Authoritarianism Accepted: Contextualizing EU and Russian Involvement in the Balkans

Authoritarianism Accepted: Contextualizing EU and Russian Involvement in the Balkans
Date
Thu April 11th 2019, 12:30 - 1:45pm
Event Sponsor
CREEES Center for Russian, East European & Eurasian Studies
Location
Philippines Conference Room, Encina Hall, Third Floor
Speaker:

The EU and Russia have each sought to consolidate their influence in the Balkans and the relationship between Brussels, Moscow and Belgrade has never been straightforward. Back in the 1990s, the Brussels authorities helped the Milosevic regime stay in power and only decided to oust it when such a move appeared suitable, whereas the Russians have sided with their fellow Serbs throughout. More recently, the EU’s position vis-à-vis the increasing authoritarianism in the Western Balkans has confirmed as long as its leaders were responding to Brussels demands, a whole range of detrimental policies at home would be of secondary concern. Russia, given its own modus operandi, has found the given setting extremely favourable to further its own influence in the Balkans and, when opportune, as in the case of Kosovo, at the EU level, by rejecting Kosovo’s independence and by discrediting the Brussels leadership for the failure to come up with a common position and durable solution in the fragile region. 
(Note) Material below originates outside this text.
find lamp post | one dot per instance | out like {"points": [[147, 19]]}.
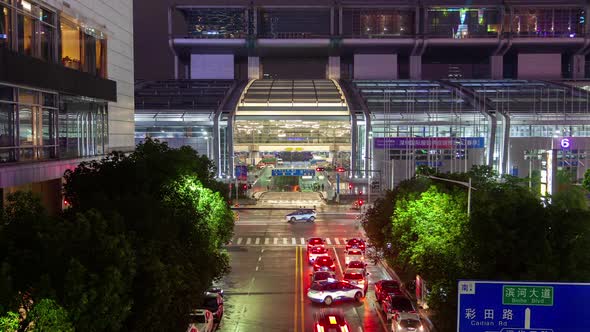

Branislav Radeljic is Associate Professor of International Relations at the University of East London, with expertise in European Union, East European and Western Balkan politics. He has held visiting fellowships at the London School of Economics and Political Science, University of California at Berkeley, University of Illinois at Urbana-Champaign, University of Michigan and University of Pittsburgh. He is the author of Europe and the Collapse of Yugoslavia: The Role of Non-State Actors and European Diplomacy (2012), editor of Europe and the post-Yugoslav Space (2013), Debating European Identity: Bright Ideas, Dim Prospects (2014) and European Community-Yugoslav Relations: Debates and Documents that Mattered (1968–1992) (2017), and co-editor of Religion in the post-Yugoslav Context (2015) and Kosovo and Serbia: Contested Options and Shared Consequences (2016). Professor Radeljic has presented his research findings at numerous conferences and workshops, and has regularly been invited to give talks and provide commentary to different media outlets. Outside academia, on an occasional basis, he conducts research and supplies consultancy services within his area of expertise.